Cori Frazer, a director of the Pittsburgh Center for Autistic Advocacy, began the vigil. They said the event, besides being a day to remember those who have passed, is also an opportunity to bring awareness to these tragedies and demand justice for all disabled people.

“Tonight, we mourn for the dead,” Frazer said. “Tomorrow, and in the coming days, we continue to fight like hell for the living.”

Lauren Stuparitz, a prison abolitionist with Coalition to Abolish Death By Incarceration, echoed Frazer’s statement. She said the vigil was a “somber occasion, a significant one and a radical one.” According to Stuparitz, violence toward disabled people is pervasive through many realms of their lives, taking place in their homes, school and places of work. She said this violence is “dehumanizing” and “hurts us all.”

“Not only are we, our disability community, criminalized, abused, targets of ableist oppressions, aggressions and barriers … but some of us are killed,” Stuparitz said. “Disability is still being considered a real reason to hurt and kill us.”

Mauro said because of their autistic behavior, they were perceived as a tragedy to their family until their behaviors were “normalized” by the therapy.

“My autistic behavior is actually a fundamental lens of who I am. The therapy didn’t really do much for me other than really damage me,” Mauro said.

Mauro said the idea that something about them needed to be fixed is what causes the abuse and deaths of many disabled people.
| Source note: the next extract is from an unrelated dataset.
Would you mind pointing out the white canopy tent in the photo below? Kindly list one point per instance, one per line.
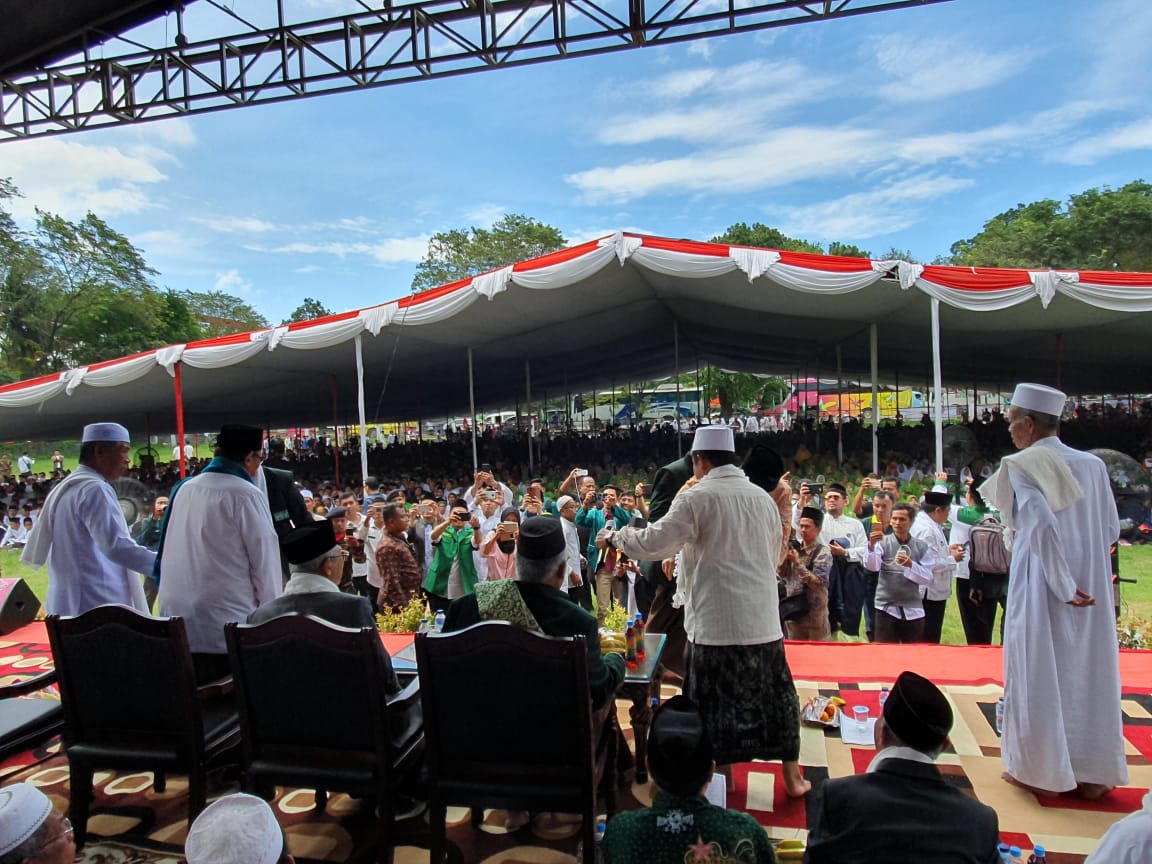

“This narrative, that the ends justify the means, the value of a person can only be judged by what they mean to normal people and how palatable they are, is deeply damaging and deeply dangerous and leads to the murder of so many people,” they said.

Bethany Ziss is a disabled person and a pediatrician who spoke at the vigil. She said she is often met with questions as to why disability is considered a risk factor in the abuse and neglect of children. As a pediatrician, she often asks herself what doctors do to contribute to the stigma of disability. She presented a poem explaining how medical education has perpetuated disability stigma.

“In medical school, they didn’t teach us that it was OK to kill people with disabilities. They just rounded all the hospital floors and shook their heads, and clicked their tongues, and said, ‘He has no quality of life. She should be DNR … the best thing for him would be if he should earn his angel wings,’” she recited.

Michelle Walker, a speaker, consultant and founder of Lend An Ear Consulting, an organization that holds classes, seminars and individual consultations to teach people American Sign Language, found the idea that another person having the right and authority to end a disabled individual’s live “repulsive.”

“We deserve to be fought for. And I refuse to let anyone tell me or you any different,” she said.